# Factory Bose Stereo



## fatboyser (Apr 6, 2003)

I just purchased a 2004 SE w/ the optional factory installed Bose system. Has anyone dug into this system? Is there a separate sub-woofer? If not, which speakers supply midrange and which supply the bass? Is there a remote amp or is it contained within the head unit? Is the AM/FM tuner remote or is it contained in the head unit? Does the head unit have pre-amp outputs to hook-up crossovers, amps, powered subs, etc.? 

Also, is this same Bose system used elsewhere in the Nissan line-up? 

Answers to any or all of these questions would be greatly appreciated.

TIA,


----------



## Ruben (Oct 15, 2002)

The bose system uses remote amps for every speaker, and the head unit has no pre-outs.

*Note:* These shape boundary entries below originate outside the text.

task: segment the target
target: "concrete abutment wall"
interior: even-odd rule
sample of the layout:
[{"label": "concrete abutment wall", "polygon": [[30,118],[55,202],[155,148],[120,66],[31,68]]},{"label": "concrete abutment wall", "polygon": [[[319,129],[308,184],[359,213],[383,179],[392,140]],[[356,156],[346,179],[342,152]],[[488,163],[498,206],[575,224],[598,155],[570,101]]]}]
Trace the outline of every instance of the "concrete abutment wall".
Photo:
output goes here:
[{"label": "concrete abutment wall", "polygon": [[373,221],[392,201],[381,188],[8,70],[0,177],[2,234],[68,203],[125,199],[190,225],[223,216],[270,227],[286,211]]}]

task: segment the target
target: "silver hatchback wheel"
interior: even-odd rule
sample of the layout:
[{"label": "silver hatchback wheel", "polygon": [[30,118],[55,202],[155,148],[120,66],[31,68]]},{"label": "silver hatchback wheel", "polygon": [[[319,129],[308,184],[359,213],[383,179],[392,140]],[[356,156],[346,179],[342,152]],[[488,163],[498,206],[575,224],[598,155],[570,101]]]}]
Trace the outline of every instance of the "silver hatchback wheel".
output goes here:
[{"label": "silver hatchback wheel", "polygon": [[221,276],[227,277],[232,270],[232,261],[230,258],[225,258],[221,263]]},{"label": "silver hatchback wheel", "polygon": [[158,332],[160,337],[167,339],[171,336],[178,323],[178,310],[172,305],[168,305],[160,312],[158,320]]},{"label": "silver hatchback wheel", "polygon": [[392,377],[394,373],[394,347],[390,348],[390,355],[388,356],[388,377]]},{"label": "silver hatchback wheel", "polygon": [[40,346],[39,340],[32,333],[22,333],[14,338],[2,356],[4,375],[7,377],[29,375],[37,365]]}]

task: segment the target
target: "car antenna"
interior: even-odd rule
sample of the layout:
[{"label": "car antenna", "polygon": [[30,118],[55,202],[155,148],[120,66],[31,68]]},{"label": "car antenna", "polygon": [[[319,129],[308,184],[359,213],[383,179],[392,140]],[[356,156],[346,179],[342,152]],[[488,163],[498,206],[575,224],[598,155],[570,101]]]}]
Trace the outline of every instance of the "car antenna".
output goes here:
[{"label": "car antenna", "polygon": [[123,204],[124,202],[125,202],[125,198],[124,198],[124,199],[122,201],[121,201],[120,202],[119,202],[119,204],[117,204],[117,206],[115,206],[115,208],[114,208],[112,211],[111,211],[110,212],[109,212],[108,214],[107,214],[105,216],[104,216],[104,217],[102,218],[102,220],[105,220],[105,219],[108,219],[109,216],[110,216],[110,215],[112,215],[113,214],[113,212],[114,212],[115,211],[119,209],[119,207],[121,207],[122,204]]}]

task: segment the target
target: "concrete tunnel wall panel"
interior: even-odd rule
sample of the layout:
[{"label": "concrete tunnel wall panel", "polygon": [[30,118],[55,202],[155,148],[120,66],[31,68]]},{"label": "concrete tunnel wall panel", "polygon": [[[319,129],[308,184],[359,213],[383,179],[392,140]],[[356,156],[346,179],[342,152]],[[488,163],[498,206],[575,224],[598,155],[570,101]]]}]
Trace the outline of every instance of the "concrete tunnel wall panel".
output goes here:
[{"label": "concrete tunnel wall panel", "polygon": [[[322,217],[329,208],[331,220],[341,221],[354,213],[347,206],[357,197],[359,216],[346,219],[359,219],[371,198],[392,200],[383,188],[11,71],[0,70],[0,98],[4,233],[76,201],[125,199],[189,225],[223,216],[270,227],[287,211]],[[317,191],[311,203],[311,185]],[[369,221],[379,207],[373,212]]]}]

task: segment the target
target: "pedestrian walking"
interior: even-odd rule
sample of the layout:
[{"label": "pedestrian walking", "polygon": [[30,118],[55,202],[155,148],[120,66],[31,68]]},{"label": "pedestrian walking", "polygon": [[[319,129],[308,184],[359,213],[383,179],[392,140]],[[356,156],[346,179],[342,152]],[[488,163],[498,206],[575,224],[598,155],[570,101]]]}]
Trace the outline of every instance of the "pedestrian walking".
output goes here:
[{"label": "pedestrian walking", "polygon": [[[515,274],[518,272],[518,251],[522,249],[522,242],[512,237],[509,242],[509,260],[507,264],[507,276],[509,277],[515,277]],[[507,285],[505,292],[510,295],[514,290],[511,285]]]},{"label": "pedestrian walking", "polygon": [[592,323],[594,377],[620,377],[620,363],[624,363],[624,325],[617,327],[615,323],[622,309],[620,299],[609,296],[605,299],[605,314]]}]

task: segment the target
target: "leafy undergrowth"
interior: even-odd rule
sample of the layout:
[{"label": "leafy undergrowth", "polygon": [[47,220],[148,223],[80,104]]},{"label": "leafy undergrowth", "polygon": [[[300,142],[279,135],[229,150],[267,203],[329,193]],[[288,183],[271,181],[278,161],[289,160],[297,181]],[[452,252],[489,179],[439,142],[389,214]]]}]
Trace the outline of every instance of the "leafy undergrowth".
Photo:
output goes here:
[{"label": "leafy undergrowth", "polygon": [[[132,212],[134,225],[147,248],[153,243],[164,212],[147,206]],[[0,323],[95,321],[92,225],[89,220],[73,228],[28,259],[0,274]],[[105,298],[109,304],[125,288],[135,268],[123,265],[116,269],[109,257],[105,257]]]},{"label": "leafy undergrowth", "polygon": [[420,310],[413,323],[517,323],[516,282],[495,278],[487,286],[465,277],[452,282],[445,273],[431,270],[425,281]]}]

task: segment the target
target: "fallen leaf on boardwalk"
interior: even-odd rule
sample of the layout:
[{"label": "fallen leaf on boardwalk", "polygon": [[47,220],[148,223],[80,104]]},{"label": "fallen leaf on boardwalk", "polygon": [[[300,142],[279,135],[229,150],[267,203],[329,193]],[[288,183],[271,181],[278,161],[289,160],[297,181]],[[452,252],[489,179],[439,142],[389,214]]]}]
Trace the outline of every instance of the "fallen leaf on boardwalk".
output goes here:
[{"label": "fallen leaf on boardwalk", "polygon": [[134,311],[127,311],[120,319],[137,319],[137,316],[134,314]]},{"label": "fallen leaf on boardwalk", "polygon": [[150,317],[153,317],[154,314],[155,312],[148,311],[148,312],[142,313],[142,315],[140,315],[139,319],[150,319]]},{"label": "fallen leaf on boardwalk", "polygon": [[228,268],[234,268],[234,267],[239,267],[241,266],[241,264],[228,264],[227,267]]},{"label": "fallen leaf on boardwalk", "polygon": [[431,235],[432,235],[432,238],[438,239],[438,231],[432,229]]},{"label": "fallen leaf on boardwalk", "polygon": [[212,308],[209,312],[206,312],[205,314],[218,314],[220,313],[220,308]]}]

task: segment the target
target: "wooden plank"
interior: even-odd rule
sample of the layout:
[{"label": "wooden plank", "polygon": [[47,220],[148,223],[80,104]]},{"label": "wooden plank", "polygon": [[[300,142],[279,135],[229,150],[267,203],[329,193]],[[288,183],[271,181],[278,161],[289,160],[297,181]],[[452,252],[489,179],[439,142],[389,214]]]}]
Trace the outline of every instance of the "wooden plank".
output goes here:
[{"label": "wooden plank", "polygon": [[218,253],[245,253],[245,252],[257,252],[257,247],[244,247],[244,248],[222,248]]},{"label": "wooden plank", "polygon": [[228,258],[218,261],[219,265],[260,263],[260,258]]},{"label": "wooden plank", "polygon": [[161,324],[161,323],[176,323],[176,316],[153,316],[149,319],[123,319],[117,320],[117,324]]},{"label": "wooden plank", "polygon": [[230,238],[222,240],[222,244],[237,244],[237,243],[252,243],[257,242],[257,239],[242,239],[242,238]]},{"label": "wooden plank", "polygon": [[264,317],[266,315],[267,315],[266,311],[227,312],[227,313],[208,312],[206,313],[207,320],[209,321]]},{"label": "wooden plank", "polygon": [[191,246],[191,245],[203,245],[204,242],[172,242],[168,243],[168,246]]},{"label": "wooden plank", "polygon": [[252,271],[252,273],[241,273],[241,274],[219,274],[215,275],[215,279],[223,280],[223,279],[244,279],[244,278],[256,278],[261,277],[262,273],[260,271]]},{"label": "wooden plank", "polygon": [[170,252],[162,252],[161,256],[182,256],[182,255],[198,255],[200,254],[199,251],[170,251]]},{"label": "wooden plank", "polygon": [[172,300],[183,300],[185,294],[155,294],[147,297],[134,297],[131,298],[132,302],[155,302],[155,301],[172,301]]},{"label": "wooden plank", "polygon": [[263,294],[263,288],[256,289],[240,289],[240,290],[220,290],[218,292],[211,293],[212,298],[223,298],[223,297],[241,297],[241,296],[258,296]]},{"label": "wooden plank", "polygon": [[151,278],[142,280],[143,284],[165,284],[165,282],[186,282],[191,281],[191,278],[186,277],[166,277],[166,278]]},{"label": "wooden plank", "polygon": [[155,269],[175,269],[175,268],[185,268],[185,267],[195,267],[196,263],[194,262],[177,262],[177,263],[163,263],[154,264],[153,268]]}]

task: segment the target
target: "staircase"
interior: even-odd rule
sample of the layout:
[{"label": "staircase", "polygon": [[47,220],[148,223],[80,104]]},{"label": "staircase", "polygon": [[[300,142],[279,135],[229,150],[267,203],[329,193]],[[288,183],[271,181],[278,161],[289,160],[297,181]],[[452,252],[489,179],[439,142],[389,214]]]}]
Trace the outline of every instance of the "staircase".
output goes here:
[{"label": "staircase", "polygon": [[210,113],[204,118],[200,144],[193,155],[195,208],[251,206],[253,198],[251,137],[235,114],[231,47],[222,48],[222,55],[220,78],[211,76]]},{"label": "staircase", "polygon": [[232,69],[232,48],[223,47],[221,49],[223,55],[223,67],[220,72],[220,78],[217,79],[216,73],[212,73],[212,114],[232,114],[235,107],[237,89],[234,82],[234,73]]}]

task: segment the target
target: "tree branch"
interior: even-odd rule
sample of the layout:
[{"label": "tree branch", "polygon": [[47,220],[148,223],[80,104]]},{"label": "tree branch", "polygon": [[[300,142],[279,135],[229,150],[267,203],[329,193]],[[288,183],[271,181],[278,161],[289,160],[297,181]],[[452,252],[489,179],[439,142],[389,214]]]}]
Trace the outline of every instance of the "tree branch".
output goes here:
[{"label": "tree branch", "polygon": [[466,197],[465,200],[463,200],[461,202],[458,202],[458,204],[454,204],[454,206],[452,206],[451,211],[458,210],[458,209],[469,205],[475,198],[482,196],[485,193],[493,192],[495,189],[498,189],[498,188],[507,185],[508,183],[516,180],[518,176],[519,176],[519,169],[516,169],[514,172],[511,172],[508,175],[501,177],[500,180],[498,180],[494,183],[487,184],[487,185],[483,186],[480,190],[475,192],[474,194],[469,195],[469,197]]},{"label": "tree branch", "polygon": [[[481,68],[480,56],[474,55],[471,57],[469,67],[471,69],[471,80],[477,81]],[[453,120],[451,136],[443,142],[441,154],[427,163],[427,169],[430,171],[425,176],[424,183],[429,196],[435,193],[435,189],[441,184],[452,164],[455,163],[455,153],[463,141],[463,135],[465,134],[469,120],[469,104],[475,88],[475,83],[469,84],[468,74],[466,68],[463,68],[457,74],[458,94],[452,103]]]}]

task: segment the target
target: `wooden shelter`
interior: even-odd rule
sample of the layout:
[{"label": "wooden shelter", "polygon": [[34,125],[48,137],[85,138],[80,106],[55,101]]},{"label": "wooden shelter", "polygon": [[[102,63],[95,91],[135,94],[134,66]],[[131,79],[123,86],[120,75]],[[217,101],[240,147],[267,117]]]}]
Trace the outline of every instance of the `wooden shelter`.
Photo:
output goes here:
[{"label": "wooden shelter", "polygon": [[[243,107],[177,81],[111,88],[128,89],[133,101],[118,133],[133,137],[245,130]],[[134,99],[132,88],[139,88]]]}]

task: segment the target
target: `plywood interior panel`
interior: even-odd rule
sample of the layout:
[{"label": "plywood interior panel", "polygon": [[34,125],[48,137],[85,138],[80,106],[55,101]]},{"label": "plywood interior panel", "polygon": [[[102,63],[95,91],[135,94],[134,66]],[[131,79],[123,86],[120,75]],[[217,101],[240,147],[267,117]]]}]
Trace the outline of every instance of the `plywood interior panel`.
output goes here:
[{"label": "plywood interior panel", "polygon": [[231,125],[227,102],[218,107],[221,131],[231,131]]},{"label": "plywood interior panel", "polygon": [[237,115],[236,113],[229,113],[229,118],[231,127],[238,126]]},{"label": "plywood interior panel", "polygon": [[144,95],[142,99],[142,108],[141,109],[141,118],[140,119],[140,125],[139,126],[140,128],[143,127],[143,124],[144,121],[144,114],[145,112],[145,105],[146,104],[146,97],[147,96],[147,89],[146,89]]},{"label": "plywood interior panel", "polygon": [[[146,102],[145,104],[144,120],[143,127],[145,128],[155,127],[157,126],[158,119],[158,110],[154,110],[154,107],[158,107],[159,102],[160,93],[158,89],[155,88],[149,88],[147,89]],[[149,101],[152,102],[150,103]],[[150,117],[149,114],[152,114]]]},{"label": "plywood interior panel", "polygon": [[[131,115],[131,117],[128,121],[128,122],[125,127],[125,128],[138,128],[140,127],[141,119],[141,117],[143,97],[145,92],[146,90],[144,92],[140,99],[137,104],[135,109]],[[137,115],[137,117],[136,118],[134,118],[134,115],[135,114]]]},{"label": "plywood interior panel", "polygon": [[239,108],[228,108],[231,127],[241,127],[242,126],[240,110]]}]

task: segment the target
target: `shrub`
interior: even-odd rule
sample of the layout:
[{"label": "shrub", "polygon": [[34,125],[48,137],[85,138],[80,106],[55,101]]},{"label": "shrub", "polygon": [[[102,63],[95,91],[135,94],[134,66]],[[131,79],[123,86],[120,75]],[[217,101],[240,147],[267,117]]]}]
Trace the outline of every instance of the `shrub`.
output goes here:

Tap into the speaker wires coming from the bose amp, and connect them to the speaker level inputs on the sub woofer amp.


----------



## fatboyser (Apr 6, 2003)

Ruben said:


> The bose system uses remote amps for every speaker, and the head unit has no pre-outs.
> 
> Tap into the speaker wires coming from the bose amp, and connect them to the speaker level inputs on the sub woofer amp.


Thanks for the info Ruben. So there is no specific sub woofer? The bass just comes from the lower door and/or rear deck speakers? If that is the case...that sucks. I have to say I am not impressed by the Bose stereo. It sounds "distant" and "echoy" kind of like a band hall effect or something similar.

I don't want to pour a lot of money into the stereo since it is a lease. I have a almost new Infiniti powered sub from my old car I'd like to use but I'll need to get rid of the lower signals going into the stock speakers first. Perhaps a few remote crossovers or resistors are in order. 

I guess I'll just have to do some experimenting.


----------